Opzet cursus
________________________________________
De cursus bestaat uit vier delen. Ieder deel start met een inleiding en sluit af met een zelftoets, bestaande uit vier vragen.
Het eerste deel heeft als titel ‘Wat is cultureel erfgoed?’. Het voornaamste doel van dit deel is de enorme veelsoortigheid te tonen van cultureel erfgoed en de verschillende invalshoeken van waaruit cultureel erfgoed wordt gewaardeerd. Deel 1 bestaat uit drie paragrafen.

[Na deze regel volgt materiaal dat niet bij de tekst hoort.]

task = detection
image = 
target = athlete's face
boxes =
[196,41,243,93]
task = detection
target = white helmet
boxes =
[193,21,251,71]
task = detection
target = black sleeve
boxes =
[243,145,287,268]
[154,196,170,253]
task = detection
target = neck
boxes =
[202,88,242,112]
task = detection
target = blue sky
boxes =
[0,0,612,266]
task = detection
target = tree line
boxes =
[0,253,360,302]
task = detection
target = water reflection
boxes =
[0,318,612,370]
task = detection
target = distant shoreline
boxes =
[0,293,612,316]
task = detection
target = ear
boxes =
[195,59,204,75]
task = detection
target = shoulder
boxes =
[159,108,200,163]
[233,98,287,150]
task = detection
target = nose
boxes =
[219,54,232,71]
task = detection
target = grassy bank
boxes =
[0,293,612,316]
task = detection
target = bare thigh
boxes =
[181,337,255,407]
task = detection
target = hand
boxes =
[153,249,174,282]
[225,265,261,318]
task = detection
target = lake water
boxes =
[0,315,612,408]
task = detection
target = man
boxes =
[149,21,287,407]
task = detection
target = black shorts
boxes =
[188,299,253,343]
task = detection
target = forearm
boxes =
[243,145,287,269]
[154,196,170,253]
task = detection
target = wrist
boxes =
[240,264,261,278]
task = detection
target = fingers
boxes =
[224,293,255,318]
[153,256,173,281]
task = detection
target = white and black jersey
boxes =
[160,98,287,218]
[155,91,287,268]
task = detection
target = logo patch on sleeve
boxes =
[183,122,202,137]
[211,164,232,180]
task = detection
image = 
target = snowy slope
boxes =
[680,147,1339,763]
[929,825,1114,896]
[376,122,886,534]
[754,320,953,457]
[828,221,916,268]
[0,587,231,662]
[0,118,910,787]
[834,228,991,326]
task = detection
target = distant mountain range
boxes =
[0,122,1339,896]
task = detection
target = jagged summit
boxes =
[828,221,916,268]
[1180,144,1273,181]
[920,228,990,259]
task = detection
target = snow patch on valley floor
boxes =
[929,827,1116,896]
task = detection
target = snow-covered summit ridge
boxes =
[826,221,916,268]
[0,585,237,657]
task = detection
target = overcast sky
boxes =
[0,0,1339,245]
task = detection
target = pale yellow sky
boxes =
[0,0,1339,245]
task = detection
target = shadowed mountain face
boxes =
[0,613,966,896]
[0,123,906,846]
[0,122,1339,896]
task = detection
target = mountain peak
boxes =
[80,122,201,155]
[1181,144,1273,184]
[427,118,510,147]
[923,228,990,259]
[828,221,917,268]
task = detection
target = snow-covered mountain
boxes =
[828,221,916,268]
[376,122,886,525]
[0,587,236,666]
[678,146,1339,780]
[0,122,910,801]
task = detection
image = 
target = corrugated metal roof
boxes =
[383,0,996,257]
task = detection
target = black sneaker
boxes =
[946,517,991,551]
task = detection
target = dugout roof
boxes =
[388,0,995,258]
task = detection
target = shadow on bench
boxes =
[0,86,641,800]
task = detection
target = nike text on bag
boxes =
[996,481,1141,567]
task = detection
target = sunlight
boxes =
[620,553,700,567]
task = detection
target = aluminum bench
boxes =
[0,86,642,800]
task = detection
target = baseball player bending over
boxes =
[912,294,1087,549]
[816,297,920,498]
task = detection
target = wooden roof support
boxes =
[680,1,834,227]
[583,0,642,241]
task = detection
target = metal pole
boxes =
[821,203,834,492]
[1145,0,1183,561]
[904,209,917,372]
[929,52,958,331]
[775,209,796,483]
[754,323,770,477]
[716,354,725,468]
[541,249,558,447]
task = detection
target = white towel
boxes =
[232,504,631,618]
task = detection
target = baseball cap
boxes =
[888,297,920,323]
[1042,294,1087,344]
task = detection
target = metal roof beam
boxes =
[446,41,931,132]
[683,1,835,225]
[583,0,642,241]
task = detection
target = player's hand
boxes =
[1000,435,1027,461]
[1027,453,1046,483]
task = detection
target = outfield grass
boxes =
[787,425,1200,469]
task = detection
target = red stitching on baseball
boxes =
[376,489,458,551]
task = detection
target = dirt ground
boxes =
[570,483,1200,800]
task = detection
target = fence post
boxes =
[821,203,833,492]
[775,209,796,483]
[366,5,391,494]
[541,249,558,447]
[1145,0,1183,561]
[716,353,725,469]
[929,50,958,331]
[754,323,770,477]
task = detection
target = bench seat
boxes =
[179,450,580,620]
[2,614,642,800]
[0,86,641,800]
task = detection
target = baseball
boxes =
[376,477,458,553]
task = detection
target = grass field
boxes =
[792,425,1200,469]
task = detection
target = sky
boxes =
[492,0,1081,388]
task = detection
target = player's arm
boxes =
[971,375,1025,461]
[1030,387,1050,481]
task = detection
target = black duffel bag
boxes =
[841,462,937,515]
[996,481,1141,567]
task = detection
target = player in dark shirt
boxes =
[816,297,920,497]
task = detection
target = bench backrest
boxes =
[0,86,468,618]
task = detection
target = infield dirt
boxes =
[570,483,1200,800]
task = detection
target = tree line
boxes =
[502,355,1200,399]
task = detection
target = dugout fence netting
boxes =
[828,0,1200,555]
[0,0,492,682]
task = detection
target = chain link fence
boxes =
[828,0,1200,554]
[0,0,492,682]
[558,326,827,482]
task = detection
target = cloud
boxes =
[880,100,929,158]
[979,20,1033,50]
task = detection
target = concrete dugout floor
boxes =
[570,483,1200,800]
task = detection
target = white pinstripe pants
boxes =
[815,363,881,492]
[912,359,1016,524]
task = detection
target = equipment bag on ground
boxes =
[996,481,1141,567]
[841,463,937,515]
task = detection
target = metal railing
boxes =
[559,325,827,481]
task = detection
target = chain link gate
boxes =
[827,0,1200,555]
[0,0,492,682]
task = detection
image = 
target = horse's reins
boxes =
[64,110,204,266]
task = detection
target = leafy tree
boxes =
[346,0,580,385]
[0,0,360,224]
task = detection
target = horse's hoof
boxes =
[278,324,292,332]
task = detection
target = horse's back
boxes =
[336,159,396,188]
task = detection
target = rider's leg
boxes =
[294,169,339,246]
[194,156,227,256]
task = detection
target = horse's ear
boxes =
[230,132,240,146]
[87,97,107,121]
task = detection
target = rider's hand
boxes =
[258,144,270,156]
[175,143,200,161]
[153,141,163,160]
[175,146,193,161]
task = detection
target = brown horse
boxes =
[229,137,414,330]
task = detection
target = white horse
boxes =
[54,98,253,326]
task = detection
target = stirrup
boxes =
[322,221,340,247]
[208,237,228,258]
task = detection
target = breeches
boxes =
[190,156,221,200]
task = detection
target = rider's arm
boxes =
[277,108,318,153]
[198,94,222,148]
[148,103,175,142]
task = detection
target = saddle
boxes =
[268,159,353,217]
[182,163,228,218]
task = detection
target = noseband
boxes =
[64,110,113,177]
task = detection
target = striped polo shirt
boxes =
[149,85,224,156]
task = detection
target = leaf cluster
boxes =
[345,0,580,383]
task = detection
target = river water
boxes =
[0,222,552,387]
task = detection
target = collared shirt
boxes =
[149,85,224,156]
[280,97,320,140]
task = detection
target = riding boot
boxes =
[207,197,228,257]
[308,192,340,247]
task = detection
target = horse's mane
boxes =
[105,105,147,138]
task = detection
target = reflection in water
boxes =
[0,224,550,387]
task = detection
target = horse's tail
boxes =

Deel 2, ‘Het behoud van erfgoed’, geeft informatie over de instellingen die in Nederland verantwoordelijk zijn voor het behoud en beheer van cultureel erfgoed. Deel 2 bestaat uit vier paragrafen.
Deel 3, ‘Het erfgoedpubliek’, is geheel gewijd aan de gebruikers van cultureel erfgoed, oftewel het publiek. Het deel bestaat uit drie paragrafen. U krijgt hierin een globaal beeld van het Nederlandse erfgoedpubliek, in het heden, maar ook in het verleden. De laatste paragraaf gaat in op het fenomeen van erfgoed als belevenis.
In het vierde deel ten slotte, ‘Erfgoed en identiteit’, gaat alle aandacht uit naar het gebruik van cultureel erfgoed als middel om de identiteit van een gemeenschap, bijvoorbeeld een nationale gemeenschap, vorm te geven. In paragraaf 1 gaat het over het Nederlands Openluchtmuseum, in paragraaf 2 over Kamp Westerbork, en in paragraaf 3 over werelderfgoed (zowel materieel als immaterieel).
In deel 1 tot en met 4 zijn belangrijke begrippen, ‘kernbegrippen’, gemarkeerd. De kernbegrippen worden toegelicht in het onderdeel Kernbegrippen in de cursusstructuur. In de tekst vindt u hier steeds verwijzingen naar. Als u op de knop Kernbegrippen in de cursusstructuur in de linkerkolom klikt, vindt u daar alle kernbegrippen met uitleg in alfabetische volgorde.